OBJECTIVES: To determine the prevalence and factors associated with use of potentially inappropriate medications (PIMs) in older adults undergoing surgery.

DESIGN: Retrospective cohort study.

SETTING: Three hundred seventy-nine acute care hospitals participating in the nationally representative Perspective database (2006–2008).

PARTICIPANTS: Individuals aged 65 and older undergoing major inpatient gastrointestinal, gynecological, urological, and orthopedic surgery (N=272,351).

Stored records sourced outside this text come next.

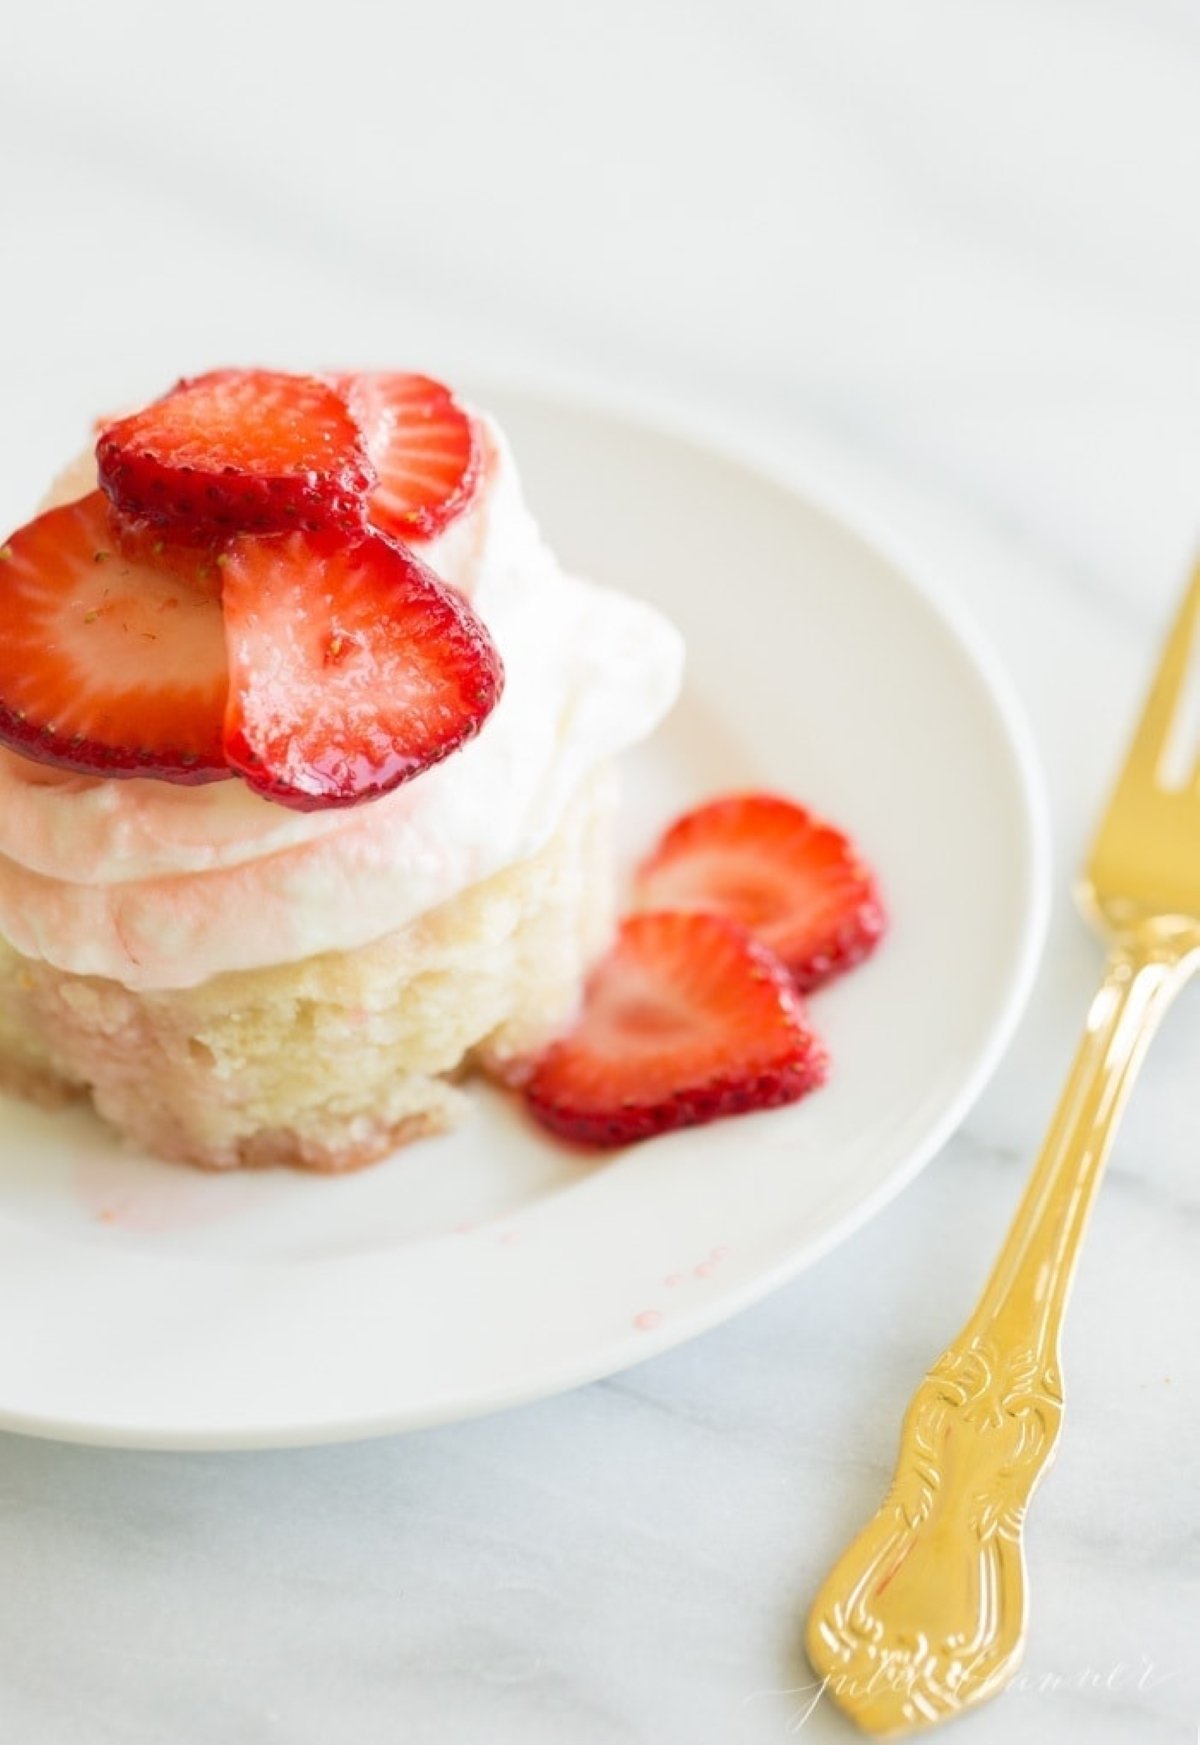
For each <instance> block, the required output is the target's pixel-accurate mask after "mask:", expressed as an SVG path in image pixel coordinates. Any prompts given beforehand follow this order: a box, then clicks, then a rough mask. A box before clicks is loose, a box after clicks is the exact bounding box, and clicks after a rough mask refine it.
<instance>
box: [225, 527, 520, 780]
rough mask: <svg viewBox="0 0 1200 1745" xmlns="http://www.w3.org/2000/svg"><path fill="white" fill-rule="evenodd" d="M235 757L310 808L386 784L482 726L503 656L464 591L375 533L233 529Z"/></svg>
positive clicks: (254, 778) (228, 663)
mask: <svg viewBox="0 0 1200 1745" xmlns="http://www.w3.org/2000/svg"><path fill="white" fill-rule="evenodd" d="M222 576H223V602H225V626H227V637H228V668H230V696H228V717H227V722H225V754H227V757H228V763H230V764H232V768H234V770H237V773H239V775H242V777H244V780H246V782H249V785H251V787H253V789H258V792H262V794H269V796H270V799H277V801H281V803H283V804H284V806H295V808H298V810H302V811H309V810H317V808H323V806H354V804H358V803H359V801H365V799H373V797H375V796H377V794H385V792H387V790H389V789H392V787H398V785H399V784H401V782H406V780H410V778H412V777H415V775H419V773H420V771H422V770H427V768H429V764H434V763H438V761H440V759H441V757H447V756H448V754H450V752H453V750H457V749H459V747H460V745H464V743H466V742H467V740H469V738H471V736H473V735H474V733H478V731H480V728H481V726H483V722H485V721H487V717H488V714H490V712H492V708H494V707H495V703H497V701H499V696H501V689H502V682H504V670H502V667H501V656H499V654H497V651H495V647H494V646H492V640H490V637H488V633H487V630H485V628H483V625H481V621H480V619H478V618H476V616H474V612H473V611H471V607H469V606H467V602H466V600H464V599H460V597H459V595H457V593H453V592H452V590H448V588H445V586H443V585H441V583H440V581H438V578H436V576H434V574H433V571H431V569H427V567H426V565H424V564H420V562H419V560H417V558H415V557H413V555H412V553H410V551H408V550H406V548H405V546H399V544H396V543H394V541H392V539H385V537H382V536H380V534H372V532H366V534H359V536H358V537H356V539H347V537H344V536H342V534H335V532H324V534H276V536H274V537H239V539H234V541H230V544H228V546H227V548H225V551H223V555H222Z"/></svg>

MEASUREMENTS: Medications were classified as PIMs using previously published criteria defining 33 medications deemed potentially inappropriate in people aged 65 and older. Information about participant and provider characteristics and administration of PIMs was obtained from hospital discharge file data. Logistic regression techniques were used to examine factors associated with use of PIMs in the perioperative period.

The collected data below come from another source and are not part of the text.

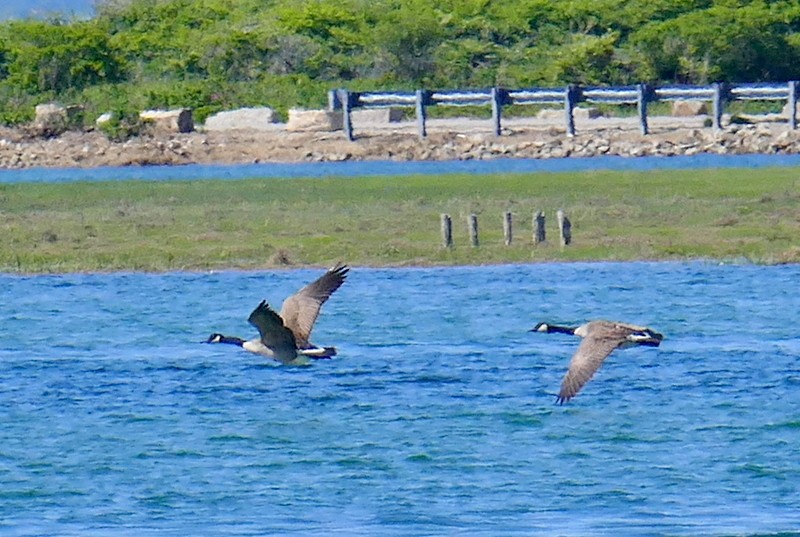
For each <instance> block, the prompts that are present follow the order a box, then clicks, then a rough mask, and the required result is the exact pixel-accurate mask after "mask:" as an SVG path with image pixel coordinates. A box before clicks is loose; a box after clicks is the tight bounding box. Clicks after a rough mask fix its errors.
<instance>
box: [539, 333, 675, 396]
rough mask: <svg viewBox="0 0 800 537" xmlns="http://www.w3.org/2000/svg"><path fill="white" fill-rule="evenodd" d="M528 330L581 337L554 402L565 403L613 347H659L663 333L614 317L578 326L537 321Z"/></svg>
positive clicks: (585, 381)
mask: <svg viewBox="0 0 800 537" xmlns="http://www.w3.org/2000/svg"><path fill="white" fill-rule="evenodd" d="M531 332H544V333H548V334H552V333H559V334H570V335H575V336H578V337H580V338H582V339H583V341H581V343H580V345H578V350H576V351H575V354H574V355H573V356H572V360H570V363H569V370H568V371H567V374H566V375H565V376H564V380H563V381H562V382H561V390H560V391H559V393H558V398H557V399H556V402H557V403H559V404H563V403H566V402H567V401H569V400H570V399H572V398H573V397H575V396H576V395H577V394H578V392H579V391H580V390H581V388H583V386H584V385H585V384H586V383H587V382H589V381H590V380H591V378H592V377H593V376H594V374H595V373H596V372H597V370H598V369H600V366H601V365H603V362H604V361H605V359H606V358H607V357H608V355H610V354H611V353H612V352H613V351H615V350H616V349H624V348H628V347H635V346H646V347H658V346H659V345H660V344H661V341H662V340H663V339H664V336H663V335H661V334H659V333H658V332H655V331H654V330H652V329H650V328H647V327H645V326H637V325H633V324H626V323H620V322H615V321H590V322H588V323H586V324H582V325H580V326H578V327H575V328H573V327H568V326H558V325H553V324H548V323H539V324H537V325H536V326H535V327H533V329H532V330H531Z"/></svg>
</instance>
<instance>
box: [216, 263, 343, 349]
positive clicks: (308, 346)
mask: <svg viewBox="0 0 800 537" xmlns="http://www.w3.org/2000/svg"><path fill="white" fill-rule="evenodd" d="M349 270H350V268H349V267H348V266H347V265H343V264H341V263H337V264H336V265H335V266H333V267H331V268H330V269H329V270H328V271H327V272H326V273H325V274H323V275H322V276H320V277H319V278H317V279H316V280H314V281H313V282H311V283H310V284H308V285H306V286H305V287H303V288H302V289H300V290H299V291H298V292H296V293H295V294H293V295H292V296H290V297H288V298H287V299H286V300H284V301H283V306H281V312H280V314H278V313H276V312H275V310H273V309H272V308H271V307H270V306H269V304H267V301H266V300H262V301H261V303H259V305H258V306H256V309H254V310H253V312H252V313H251V314H250V317H248V319H247V320H248V322H249V323H250V324H252V325H253V326H255V327H256V328H257V329H258V333H259V337H258V338H256V339H251V340H249V341H246V340H244V339H242V338H238V337H230V336H223V335H222V334H218V333H214V334H211V335H210V336H209V337H208V341H206V343H228V344H230V345H238V346H240V347H242V348H243V349H244V350H246V351H249V352H253V353H255V354H260V355H262V356H266V357H267V358H272V359H273V360H277V361H278V362H281V363H282V364H292V365H297V364H304V363H308V362H307V360H306V358H313V359H324V358H330V357H332V356H335V355H336V348H335V347H318V346H316V345H313V344H312V343H311V342H310V341H309V337H310V336H311V329H312V328H313V327H314V323H315V322H316V320H317V317H318V316H319V311H320V309H321V308H322V305H323V304H324V303H325V302H326V301H327V300H328V299H329V298H330V296H331V295H332V294H333V292H334V291H336V290H337V289H338V288H339V287H340V286H341V285H342V284H343V283H344V280H345V278H346V277H347V272H348V271H349Z"/></svg>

RESULTS: One-quarter of participants received at least one PIM during their surgical admission. Meperidine was the most frequently prescribed PIM (37,855, 14% of participants). In adjusted analysis, PIM use was less likely as age advanced (adjusted odds ratio (AOR)=0.98 per year of age, 95% confidence interval (CI)=0.97–0.98) and in men (AOR=0.83, 95% CI=0.81–0.85). PIMs were more likely to be prescribed to participants cared for by orthopedic surgeons than for those cared for by general surgeons (AOR=1.22, 95% CI=1.08–1.40). Participants undergoing surgery in the West (AOR=1.79, 95% CI=1.02–3.16) and South (AOR=2.24, 95% CI=1.38–3.64) were more likely to receive a PIM than those in the Northeast.

CONCLUSION: Receipt of PIMs in older adults undergoing surgery is common and varies widely between providers and geographic regions and according to participant characteristics. Interventions aimed at reducing the use of PIMs in the perioperative period should be considered in quality improvement efforts.